Support Vector Regression (SVR): A powerful regression technique that can be adapted for time series forecasting by using past values as features.
Prophet: Developed by Facebook, this model is designed for time series with strong seasonality and holiday effects.It’s robust to missing data and outliers.

Evaluating Forecasting Performance

To assess the accuracy of forecasting models, various metrics are used, including:

Mean Absolute Error (MAE): Average of absolute errors between forecasted and actual values.
Mean Squared Error (MSE): Average of squared differences between forecasted and actual values. It penalizes larger errors more significantly.
Root Mean Squared Error (RMSE): The square root of MSE, facilitating interpretation by reducing scale effects.
Mean Absolute Percentage Error (MAPE): A percentage-based measure that is scale-invariant and provides a clear understanding of forecast accuracy.

Challenges in Time Series Forecasting

Non-stationarity: Many time series are non-stationary, meaning their statistical properties change over time.

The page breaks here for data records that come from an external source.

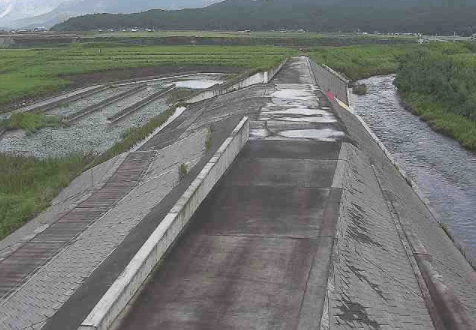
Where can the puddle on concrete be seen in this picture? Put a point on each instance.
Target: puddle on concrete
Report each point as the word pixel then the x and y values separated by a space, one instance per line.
pixel 323 119
pixel 294 94
pixel 259 132
pixel 299 111
pixel 197 84
pixel 325 134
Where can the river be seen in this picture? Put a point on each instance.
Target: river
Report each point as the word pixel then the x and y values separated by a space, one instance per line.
pixel 443 170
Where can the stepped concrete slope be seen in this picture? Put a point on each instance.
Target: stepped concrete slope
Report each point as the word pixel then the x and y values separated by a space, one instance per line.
pixel 311 227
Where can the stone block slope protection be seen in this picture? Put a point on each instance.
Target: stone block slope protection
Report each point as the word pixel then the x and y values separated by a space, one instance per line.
pixel 263 77
pixel 446 279
pixel 139 268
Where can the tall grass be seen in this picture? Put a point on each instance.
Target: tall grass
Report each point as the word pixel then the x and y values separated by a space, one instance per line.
pixel 31 122
pixel 28 185
pixel 34 72
pixel 363 61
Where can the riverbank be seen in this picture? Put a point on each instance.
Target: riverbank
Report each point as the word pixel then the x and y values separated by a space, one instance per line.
pixel 441 119
pixel 443 170
pixel 436 80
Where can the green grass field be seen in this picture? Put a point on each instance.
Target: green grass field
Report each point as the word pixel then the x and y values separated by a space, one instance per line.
pixel 363 61
pixel 439 96
pixel 26 73
pixel 27 186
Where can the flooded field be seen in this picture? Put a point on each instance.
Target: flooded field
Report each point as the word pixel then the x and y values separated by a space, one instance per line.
pixel 444 171
pixel 94 132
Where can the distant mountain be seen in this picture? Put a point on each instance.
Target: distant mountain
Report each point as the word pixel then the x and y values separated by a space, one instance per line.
pixel 426 16
pixel 28 13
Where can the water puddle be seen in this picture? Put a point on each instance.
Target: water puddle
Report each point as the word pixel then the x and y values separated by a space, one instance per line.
pixel 294 94
pixel 259 132
pixel 197 84
pixel 326 134
pixel 322 120
pixel 442 169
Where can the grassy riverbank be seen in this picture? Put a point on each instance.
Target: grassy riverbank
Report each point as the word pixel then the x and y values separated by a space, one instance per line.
pixel 28 185
pixel 437 81
pixel 31 122
pixel 29 73
pixel 363 61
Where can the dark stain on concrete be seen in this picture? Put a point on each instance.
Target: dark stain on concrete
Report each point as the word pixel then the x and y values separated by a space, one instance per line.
pixel 357 228
pixel 352 311
pixel 358 272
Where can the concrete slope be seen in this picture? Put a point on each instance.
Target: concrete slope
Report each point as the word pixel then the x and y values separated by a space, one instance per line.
pixel 448 285
pixel 256 253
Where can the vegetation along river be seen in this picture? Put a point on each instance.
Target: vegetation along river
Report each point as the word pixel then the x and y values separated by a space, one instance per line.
pixel 443 170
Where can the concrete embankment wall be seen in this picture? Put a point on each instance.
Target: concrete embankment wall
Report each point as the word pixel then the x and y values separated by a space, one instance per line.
pixel 258 78
pixel 139 268
pixel 377 187
pixel 330 81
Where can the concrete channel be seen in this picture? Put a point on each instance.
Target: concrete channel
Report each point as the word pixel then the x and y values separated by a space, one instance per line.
pixel 98 106
pixel 295 218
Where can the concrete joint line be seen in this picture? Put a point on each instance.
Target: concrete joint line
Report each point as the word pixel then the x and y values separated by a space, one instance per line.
pixel 267 76
pixel 142 264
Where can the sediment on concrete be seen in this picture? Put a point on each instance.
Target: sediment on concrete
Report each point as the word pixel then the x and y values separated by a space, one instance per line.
pixel 98 106
pixel 330 81
pixel 137 106
pixel 450 303
pixel 45 106
pixel 142 264
pixel 258 78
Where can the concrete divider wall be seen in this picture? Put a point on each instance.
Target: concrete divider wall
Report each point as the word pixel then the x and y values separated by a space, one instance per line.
pixel 141 265
pixel 258 78
pixel 330 81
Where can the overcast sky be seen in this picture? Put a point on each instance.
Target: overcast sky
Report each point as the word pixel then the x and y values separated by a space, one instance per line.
pixel 25 8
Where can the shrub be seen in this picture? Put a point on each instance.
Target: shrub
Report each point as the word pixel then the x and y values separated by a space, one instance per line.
pixel 182 171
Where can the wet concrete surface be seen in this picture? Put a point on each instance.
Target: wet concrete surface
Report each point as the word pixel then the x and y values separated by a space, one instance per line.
pixel 245 260
pixel 444 171
pixel 256 253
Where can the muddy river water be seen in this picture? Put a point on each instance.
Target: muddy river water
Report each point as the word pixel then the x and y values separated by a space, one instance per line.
pixel 444 171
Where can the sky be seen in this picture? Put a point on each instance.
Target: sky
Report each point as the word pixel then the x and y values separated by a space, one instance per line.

This condition complicates model selection and accuracy.
Seasonality Changes: Seasonal patterns may evolve, making it difficult to rely on past seasonal behavior.
Irregular Trends: Sudden shifts in trends, such as economic crises or natural disasters, can lead to significant forecasting errors.
Data Quality: Missing values, outliers, or noise in the data can significantly impair the accuracy of forecasts.
Model Overfitting: Complex models may capture noise instead of the actual underlying patterns, resulting in poor out-of-sample performance.

Applications of Time Series Forecasting

Finance: Predicting stock prices, currency exchange rates, and credit risk assessments.
Weather: Forecasting temperature, rainfall, and severe weather events.
Economics: Analyzing economic indicators like GDP, consumer spending, and unemployment rates.
Marketing: Estimating demand for products and planning promotional campaigns.
Healthcare: Forecasting disease outbreaks and patient inflow in hospitals.
Manufacturing: Inventory management and demand forecasting for optimal production planning.